A recent paper on arXiv.org suggests employing Generative Adversarial Networks to generate semi-artificial images that can be used to increase and diversify the original training dataset. Regions of the image corresponding to crop and weed plants are replaced with synthesized, photo-realistic counterparts.
Also, near-infrared data are used together with the RGB channel. During the performance evaluation, it was shown that segmentation quality increases drastically by using the original dataset augmented with the synthetic ones compared to using only the original dataset. Using only the synthetic dataset also leads to a competitive performance when compared with using only the original one.
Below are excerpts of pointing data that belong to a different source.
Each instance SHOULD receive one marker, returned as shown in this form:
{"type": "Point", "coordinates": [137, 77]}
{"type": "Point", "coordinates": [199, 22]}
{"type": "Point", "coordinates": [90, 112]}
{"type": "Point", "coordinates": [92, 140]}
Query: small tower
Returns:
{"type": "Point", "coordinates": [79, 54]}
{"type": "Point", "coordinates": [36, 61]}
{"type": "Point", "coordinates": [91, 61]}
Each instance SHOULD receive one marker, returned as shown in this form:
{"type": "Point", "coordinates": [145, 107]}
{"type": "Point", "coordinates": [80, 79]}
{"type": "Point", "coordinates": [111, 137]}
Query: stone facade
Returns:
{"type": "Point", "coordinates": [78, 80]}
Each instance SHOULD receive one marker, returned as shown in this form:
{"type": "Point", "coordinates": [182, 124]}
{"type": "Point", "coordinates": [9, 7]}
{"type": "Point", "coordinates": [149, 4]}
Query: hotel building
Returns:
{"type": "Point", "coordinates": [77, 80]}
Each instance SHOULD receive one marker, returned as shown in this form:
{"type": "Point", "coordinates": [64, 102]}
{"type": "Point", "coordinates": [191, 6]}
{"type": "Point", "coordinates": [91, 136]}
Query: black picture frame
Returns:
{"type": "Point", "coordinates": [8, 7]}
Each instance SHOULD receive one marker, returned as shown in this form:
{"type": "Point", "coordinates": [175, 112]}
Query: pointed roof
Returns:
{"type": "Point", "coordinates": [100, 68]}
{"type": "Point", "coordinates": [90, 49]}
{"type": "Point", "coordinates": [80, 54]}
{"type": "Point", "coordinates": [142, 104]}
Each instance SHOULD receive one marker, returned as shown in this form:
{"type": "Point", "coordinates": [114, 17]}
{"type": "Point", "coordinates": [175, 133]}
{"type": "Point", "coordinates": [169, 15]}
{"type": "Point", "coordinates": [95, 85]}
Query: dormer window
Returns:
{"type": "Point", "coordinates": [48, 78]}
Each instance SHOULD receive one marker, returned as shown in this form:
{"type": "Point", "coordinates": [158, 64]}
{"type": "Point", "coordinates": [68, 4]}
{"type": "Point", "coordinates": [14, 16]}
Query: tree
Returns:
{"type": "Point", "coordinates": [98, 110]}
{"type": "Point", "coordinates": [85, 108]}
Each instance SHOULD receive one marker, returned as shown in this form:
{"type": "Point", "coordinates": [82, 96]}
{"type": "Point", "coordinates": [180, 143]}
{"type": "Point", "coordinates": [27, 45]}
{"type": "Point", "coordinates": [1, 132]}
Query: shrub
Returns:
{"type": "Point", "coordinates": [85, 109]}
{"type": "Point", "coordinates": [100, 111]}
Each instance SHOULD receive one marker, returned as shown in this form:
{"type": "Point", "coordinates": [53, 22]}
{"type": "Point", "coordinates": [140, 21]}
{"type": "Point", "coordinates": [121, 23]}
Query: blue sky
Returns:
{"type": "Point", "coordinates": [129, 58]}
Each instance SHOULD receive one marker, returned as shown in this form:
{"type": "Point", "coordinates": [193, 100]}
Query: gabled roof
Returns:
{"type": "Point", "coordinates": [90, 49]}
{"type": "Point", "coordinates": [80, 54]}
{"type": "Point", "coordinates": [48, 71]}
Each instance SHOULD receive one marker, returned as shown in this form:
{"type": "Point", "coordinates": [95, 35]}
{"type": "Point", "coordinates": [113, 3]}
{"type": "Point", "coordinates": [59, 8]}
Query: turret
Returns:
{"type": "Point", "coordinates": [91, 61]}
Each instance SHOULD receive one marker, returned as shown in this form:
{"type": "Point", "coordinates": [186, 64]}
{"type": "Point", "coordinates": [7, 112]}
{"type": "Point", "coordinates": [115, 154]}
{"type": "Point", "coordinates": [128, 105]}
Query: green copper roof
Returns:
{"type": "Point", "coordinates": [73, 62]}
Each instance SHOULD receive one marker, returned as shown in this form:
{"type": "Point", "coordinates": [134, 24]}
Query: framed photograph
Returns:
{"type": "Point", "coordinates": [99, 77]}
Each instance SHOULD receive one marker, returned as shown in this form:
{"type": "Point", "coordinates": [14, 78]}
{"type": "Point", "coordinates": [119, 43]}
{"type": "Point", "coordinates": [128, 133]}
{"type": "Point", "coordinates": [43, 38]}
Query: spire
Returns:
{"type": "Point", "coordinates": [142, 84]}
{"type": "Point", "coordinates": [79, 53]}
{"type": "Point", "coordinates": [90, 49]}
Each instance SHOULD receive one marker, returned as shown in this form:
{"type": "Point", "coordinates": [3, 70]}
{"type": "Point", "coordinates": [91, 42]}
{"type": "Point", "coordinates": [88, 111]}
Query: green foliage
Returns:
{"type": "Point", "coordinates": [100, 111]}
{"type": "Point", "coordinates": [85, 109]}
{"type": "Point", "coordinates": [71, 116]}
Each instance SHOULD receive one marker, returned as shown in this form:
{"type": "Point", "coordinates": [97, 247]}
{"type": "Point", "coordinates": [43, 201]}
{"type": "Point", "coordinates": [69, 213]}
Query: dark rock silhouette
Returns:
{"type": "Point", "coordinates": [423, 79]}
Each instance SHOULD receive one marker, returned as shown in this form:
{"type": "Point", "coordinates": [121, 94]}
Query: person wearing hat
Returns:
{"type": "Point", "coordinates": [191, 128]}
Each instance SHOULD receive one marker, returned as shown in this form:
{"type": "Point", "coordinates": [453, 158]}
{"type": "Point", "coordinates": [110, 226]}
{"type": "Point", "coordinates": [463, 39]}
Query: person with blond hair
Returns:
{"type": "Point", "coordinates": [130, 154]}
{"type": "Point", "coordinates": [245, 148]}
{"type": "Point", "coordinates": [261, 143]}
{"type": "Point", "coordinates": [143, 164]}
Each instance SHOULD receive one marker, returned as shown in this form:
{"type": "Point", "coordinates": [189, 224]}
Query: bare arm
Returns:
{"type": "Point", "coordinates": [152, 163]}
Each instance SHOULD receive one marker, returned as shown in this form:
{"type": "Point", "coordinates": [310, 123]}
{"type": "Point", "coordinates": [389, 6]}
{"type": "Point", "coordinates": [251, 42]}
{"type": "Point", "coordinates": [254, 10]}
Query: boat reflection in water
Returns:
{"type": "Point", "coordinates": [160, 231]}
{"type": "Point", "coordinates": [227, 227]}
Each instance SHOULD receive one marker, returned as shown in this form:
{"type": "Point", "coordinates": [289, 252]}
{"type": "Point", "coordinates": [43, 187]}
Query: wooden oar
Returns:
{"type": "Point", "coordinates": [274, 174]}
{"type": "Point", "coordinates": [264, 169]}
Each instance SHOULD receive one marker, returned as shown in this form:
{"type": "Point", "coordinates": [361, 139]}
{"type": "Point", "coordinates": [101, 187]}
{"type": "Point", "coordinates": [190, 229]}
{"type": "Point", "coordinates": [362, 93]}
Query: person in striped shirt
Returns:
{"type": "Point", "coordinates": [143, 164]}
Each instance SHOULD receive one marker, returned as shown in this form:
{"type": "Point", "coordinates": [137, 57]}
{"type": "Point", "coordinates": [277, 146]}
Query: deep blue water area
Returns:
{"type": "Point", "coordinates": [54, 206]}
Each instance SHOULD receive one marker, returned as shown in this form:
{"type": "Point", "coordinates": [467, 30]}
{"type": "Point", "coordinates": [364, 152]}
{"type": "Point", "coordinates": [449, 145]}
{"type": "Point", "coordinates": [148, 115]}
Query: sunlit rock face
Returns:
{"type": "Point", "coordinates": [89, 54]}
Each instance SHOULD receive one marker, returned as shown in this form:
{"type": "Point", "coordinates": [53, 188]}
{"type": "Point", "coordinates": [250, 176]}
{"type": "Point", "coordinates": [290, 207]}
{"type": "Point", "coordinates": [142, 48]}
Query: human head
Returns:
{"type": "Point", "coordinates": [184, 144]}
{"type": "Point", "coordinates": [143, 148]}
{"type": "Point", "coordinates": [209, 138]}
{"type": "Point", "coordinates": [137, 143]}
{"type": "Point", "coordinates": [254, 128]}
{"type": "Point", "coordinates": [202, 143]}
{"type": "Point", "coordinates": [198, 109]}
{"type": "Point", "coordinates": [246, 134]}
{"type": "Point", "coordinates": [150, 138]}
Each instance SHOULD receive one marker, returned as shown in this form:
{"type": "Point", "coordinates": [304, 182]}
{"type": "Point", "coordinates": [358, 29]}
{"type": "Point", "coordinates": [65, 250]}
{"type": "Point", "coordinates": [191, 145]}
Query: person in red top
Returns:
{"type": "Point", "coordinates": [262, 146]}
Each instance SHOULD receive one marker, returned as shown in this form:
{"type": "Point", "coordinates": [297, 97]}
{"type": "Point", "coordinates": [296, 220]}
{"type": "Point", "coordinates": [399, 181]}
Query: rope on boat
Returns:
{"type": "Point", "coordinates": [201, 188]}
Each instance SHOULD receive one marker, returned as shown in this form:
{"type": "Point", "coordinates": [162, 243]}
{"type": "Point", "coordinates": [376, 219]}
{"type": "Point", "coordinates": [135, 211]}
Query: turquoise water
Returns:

An effective perception system is a fundamental component for farming robots, as it enables them to properly perceive the surrounding environment and to carry out targeted operations. The most recent approaches make use of state-of-the-art machine learning techniques to learn an effective model for the target task. However, those methods need a large amount of labelled data for training. A recent approach to deal with this issue is data augmentation through Generative Adversarial Networks (GANs), where entire synthetic scenes are added to the training data, thus enlarging and diversifying their informative content. In this work, we propose an alternative solution with respect to the common data augmentation techniques, applying it to the fundamental problem of crop/weed segmentation in precision farming. Starting from real images, we create semi-artificial samples by replacing the most relevant object classes (i.e., crop and weeds) with their synthesized counterparts. To do that, we employ a conditional GAN (cGAN), where the generative model is trained by conditioning the shape of the generated object. Moreover, in addition to RGB data, we take into account also near-infrared (NIR) information, generating four channel multi-spectral synthetic images. Quantitative experiments, carried out on three publicly available datasets, show that (i) our model is capable of generating realistic multi-spectral images of plants and (ii) the usage of such synthetic images in the training process improves the segmentation performance of state-of-the-art semantic segmentation Convolutional Networks.